When you are ready to release the data to the wider community, you can also search for the appropriate databases and repositories in FAIRsharing, according to your data type, and type of access to the data. Learn more about this in the Sharing and Archiving Data subchapter.
Data Organisation¶
To organise your data, you can create a folder structure, or re-use a previous structure (see an example below), to ensure that you can find your files.
Make sure you have enough (sub)folders so that files can be stored in the right folder and are not scattered in folders where they do not belong, or stored in large quantities in a single folder.
Use a clear folder structure. You can structure folders based on the person that has generated the data/folder, chronologically (month, year, sessions), per project (as done in the example below), or based on analysis method/equipment or data type.

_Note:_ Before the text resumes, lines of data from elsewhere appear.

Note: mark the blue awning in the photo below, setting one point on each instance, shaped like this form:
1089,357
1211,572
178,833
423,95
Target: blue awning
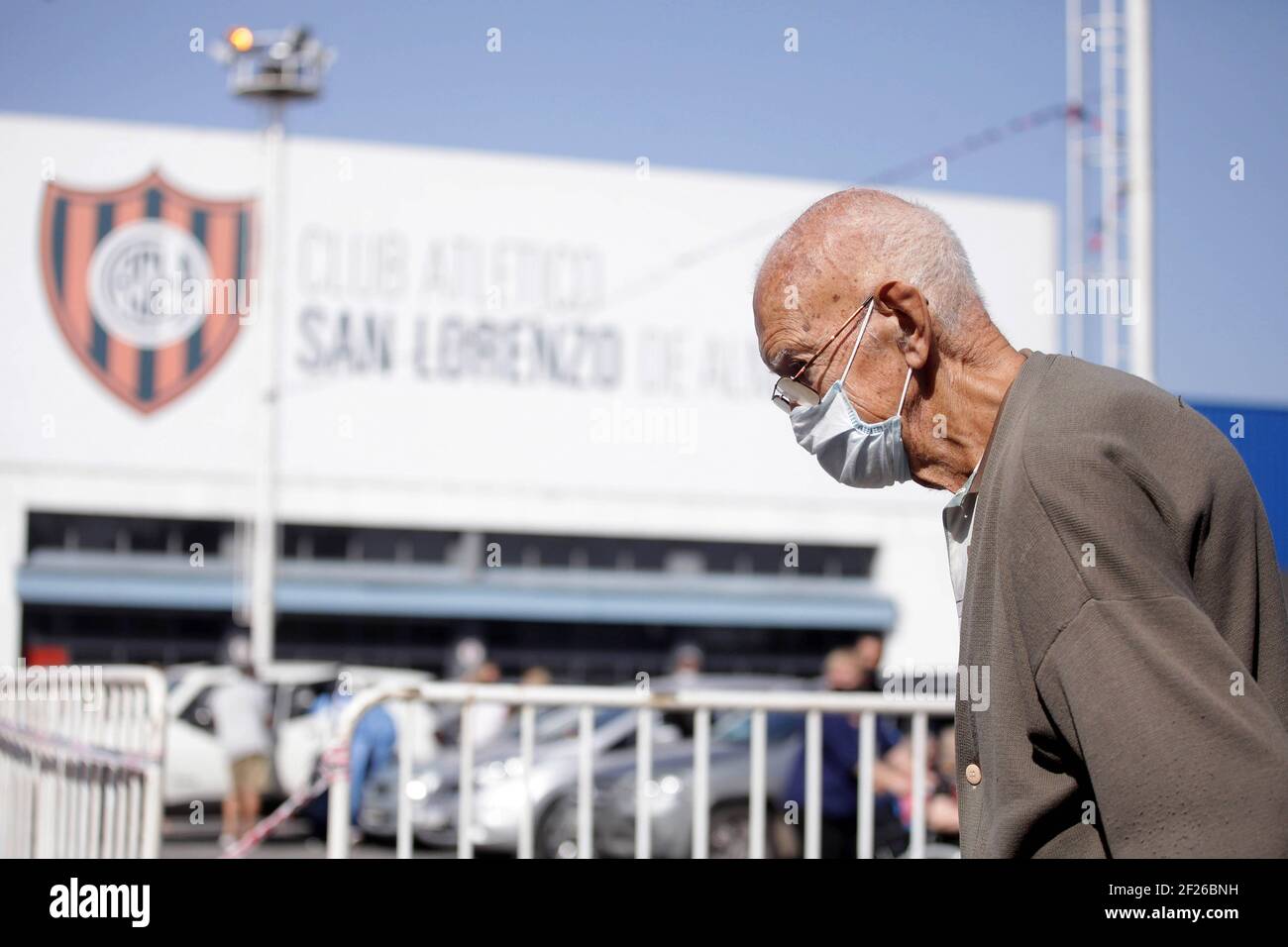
436,591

Data Organisation Examples¶
Download this folder structure by Nikola Vukovic
You can pull/download folder structures using GitHub: This template by Barbara Vreede, based on cookiecutter, follows recommended practices for scientific computing by Wilson et al. (2017).
See this template by Chris Hartgerink for file organisation on the Open Science Framework.
File Naming Conventions¶
Structure your file names and set up a template for this.
For example, it may be advantageous to start naming your files with the date each file was generated (such as YYYYMMDD
).
This will sort your files chronologically and create a unique identifier for each file.
The utility of this process is apparent when you generate multiple files on the same day that may need to be versioned to avoid overwriting.
Some other tips for file naming include:
Use the date or date range of the experiment:
YYYYMMDD
Use the file type
Use the researcher’s name/initials
Use the version number of file (v001, v002) or language used in the document (ENG)
Do not make file names too long (this can complicate file transfers)
Avoid special characters (?!@*%{[<>) and spaces
You can explain the file naming convention in a README.txt file so that it will also become apparent to others what the file names mean.
Backups¶
To avoid losing your data, you should follow good backup practices.
You should have 2 or 3 copies of your files, stored on
at least 2 different storage media,
in different locations.
The more important the data and the more often the datasets change, the more frequently you should back them up. If your files take up a large amount of space and backing up all of them proves to be challenging or expensive, you may want to create a set of criteria for when you back up the data. This can be part of your data management plan (DMP).